Digital Pedagogy, Play, and Mass Collaboration

Digital Pedagogy, Play, and Mass Collaboration
Monday, November 12, 2012 - 1:30pm to 3:00pm

Co-sponsored by GreaterThanGames and the PhD Lab in Digital Knowledge

Please join us for an event on MOOCs (Massively Open Online Courses) and play in education with Pete Rorabaugh (English, Georgia State University; @allistelling) and Jesse Stommel (English & Digital Humanities, Marylhurst University; @jessifer), editors of the journal Hybrid Pedagogy. Adeline Koh (Literature, Richard Stockton College & 2012-13 Humanities Writ Large Visiting Faculty Fellow) will moderate.  We’ll be livestreaming the event on the FHI Youtube channel, and everyone is encouraged to watch and take part via the Twitterstream: hashtag #dukehp.
This summer Hybrid Pedagogy ran the experimental course, MOOC MOOC, a mini-MOOC, a meta-MOOC, a MOOC about MOOCs.
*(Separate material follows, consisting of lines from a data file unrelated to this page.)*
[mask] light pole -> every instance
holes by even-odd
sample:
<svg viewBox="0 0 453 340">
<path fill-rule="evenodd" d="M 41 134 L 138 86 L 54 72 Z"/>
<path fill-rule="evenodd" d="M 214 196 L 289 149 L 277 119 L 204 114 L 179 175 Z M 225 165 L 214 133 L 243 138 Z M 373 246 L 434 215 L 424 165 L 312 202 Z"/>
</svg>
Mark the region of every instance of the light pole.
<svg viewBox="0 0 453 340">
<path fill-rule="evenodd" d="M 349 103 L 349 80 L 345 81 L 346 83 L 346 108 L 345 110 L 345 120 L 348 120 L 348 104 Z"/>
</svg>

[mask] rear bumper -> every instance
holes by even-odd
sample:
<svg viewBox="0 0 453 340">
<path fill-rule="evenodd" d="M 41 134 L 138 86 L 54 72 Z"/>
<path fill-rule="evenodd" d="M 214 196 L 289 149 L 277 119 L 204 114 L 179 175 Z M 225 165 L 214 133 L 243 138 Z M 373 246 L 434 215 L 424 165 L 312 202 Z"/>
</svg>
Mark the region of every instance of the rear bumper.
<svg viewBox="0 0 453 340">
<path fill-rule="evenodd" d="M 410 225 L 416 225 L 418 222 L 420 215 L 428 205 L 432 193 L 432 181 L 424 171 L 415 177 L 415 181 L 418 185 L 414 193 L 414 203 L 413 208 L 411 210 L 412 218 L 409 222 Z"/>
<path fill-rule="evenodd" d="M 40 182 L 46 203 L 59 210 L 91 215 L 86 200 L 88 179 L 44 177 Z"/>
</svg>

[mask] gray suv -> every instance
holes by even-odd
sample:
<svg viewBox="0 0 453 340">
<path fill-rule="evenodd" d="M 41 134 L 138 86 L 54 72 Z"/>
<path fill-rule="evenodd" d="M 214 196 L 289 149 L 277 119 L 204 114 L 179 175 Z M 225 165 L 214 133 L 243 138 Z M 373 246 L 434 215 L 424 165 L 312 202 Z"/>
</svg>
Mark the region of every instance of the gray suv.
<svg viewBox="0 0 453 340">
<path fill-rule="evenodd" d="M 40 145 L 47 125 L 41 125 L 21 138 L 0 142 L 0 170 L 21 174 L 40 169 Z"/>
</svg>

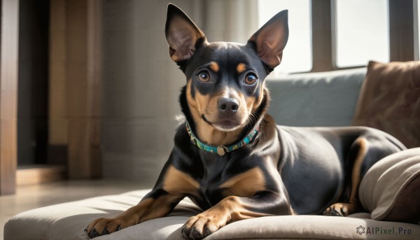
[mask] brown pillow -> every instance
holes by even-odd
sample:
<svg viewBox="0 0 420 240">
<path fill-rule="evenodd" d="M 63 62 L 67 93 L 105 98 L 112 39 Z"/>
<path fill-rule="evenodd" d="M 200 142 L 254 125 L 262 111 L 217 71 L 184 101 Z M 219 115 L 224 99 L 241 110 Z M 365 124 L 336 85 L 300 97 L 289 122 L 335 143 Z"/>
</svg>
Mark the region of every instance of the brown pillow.
<svg viewBox="0 0 420 240">
<path fill-rule="evenodd" d="M 353 125 L 386 132 L 407 148 L 420 146 L 420 62 L 370 62 Z"/>
</svg>

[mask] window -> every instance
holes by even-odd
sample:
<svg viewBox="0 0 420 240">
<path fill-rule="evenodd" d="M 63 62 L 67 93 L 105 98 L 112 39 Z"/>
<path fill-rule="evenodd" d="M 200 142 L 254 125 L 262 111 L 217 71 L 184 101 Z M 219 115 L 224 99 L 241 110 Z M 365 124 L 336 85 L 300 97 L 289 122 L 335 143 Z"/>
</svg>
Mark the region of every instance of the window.
<svg viewBox="0 0 420 240">
<path fill-rule="evenodd" d="M 312 68 L 309 0 L 258 0 L 258 24 L 262 27 L 272 16 L 288 9 L 289 38 L 280 66 L 272 75 L 309 71 Z"/>
<path fill-rule="evenodd" d="M 337 66 L 389 61 L 387 0 L 336 0 L 334 9 Z"/>
</svg>

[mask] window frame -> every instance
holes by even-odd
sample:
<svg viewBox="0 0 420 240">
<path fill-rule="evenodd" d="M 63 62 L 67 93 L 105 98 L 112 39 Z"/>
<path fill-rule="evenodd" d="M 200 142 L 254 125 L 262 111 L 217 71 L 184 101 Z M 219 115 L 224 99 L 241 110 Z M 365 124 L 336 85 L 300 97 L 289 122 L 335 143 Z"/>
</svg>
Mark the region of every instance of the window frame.
<svg viewBox="0 0 420 240">
<path fill-rule="evenodd" d="M 335 59 L 335 1 L 312 0 L 312 69 L 310 72 L 356 69 L 367 65 L 338 67 Z M 420 13 L 414 8 L 419 0 L 388 0 L 389 61 L 419 60 L 418 21 Z M 405 26 L 404 31 L 400 29 Z M 399 46 L 404 46 L 399 48 Z M 417 50 L 416 51 L 416 50 Z M 368 63 L 366 63 L 367 64 Z M 292 73 L 293 74 L 293 73 Z"/>
</svg>

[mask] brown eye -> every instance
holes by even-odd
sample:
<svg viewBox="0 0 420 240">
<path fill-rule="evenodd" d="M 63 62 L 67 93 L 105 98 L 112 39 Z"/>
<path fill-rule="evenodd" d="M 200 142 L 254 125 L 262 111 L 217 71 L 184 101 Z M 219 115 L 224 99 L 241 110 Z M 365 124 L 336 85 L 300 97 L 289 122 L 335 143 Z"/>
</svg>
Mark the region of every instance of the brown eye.
<svg viewBox="0 0 420 240">
<path fill-rule="evenodd" d="M 200 71 L 197 74 L 197 78 L 202 82 L 208 82 L 210 80 L 210 74 L 206 71 Z"/>
<path fill-rule="evenodd" d="M 258 80 L 257 76 L 254 73 L 248 73 L 244 79 L 244 83 L 247 85 L 253 85 Z"/>
</svg>

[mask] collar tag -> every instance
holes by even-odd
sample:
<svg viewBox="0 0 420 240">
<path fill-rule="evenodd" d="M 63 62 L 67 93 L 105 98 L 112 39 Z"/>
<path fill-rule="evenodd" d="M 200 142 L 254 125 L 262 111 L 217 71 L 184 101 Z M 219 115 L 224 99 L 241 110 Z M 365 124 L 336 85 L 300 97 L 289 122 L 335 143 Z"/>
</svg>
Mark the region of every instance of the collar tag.
<svg viewBox="0 0 420 240">
<path fill-rule="evenodd" d="M 198 148 L 206 150 L 207 152 L 210 152 L 210 153 L 217 153 L 217 154 L 219 155 L 219 156 L 223 156 L 224 155 L 226 154 L 226 153 L 229 153 L 233 150 L 235 150 L 237 149 L 241 148 L 241 147 L 249 144 L 249 143 L 251 143 L 252 141 L 252 140 L 255 138 L 255 136 L 257 135 L 257 134 L 258 133 L 258 132 L 260 131 L 260 127 L 258 126 L 257 127 L 255 127 L 253 131 L 252 131 L 249 134 L 248 134 L 248 136 L 246 136 L 245 138 L 244 138 L 242 139 L 242 141 L 237 143 L 236 144 L 233 144 L 232 146 L 210 146 L 210 145 L 206 145 L 202 142 L 201 142 L 197 138 L 197 136 L 195 136 L 195 135 L 194 135 L 194 133 L 192 133 L 192 131 L 191 131 L 191 127 L 190 127 L 190 125 L 188 124 L 188 122 L 186 122 L 186 128 L 187 130 L 187 132 L 188 133 L 188 135 L 190 135 L 190 139 L 191 140 L 191 143 L 195 146 L 197 146 L 198 147 Z"/>
<path fill-rule="evenodd" d="M 220 145 L 218 147 L 217 147 L 217 154 L 218 154 L 220 156 L 224 155 L 227 151 L 227 148 L 226 148 L 224 146 Z"/>
</svg>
The course was announced in the Hybrid Pedagogy article, “The March of the MOOCs: Monstrous Open Online Courses,” in which Jesse argues, “Content and learning are two separate things, often at odds…  Most content is finite and contained; whereas, learning is chaotic and indeterminate. It’s relatively easy to create technological infrastructures to deliver content, harder to build relationships and learning communities to help mediate, inflect, and disrupt that content.”While institutions ponder how to make excursions into new media more efficient and profitable, the pedagogues at the digital table must push the other side of the envelope. We should be creating critical and reflective sandboxes that invite learners to set their own goals, make mistakes, collaborate, and improvise.
In Deep Play, Diane Ackerman writes, “We may think of play as optional, a casual activity. But play is fundamental to evolution” (4). George Dennison offers a similar account of play in The Lives of Children, in which he describes “children’s natural play” as “expansive and diverse, alternately intense and gay,” whereas more formal play (games with umpires, rules, etc.) becomes “strained and silent,” “serious,” and “uncomfortable” (195-196).
An attachment to outcomes discourages experimentation. In “Organic Writing and Digital Media: Seeds and Organs,” Pete argues that “process takes precedence over the product.” This talk will emphasize the ways that play can function not as a methodological approach toward a set of outcomes but as the outcome in and of itself. We will open a conversation about how social media and digital space make learning voracious and lively by inviting new (and often wild) modes of interaction.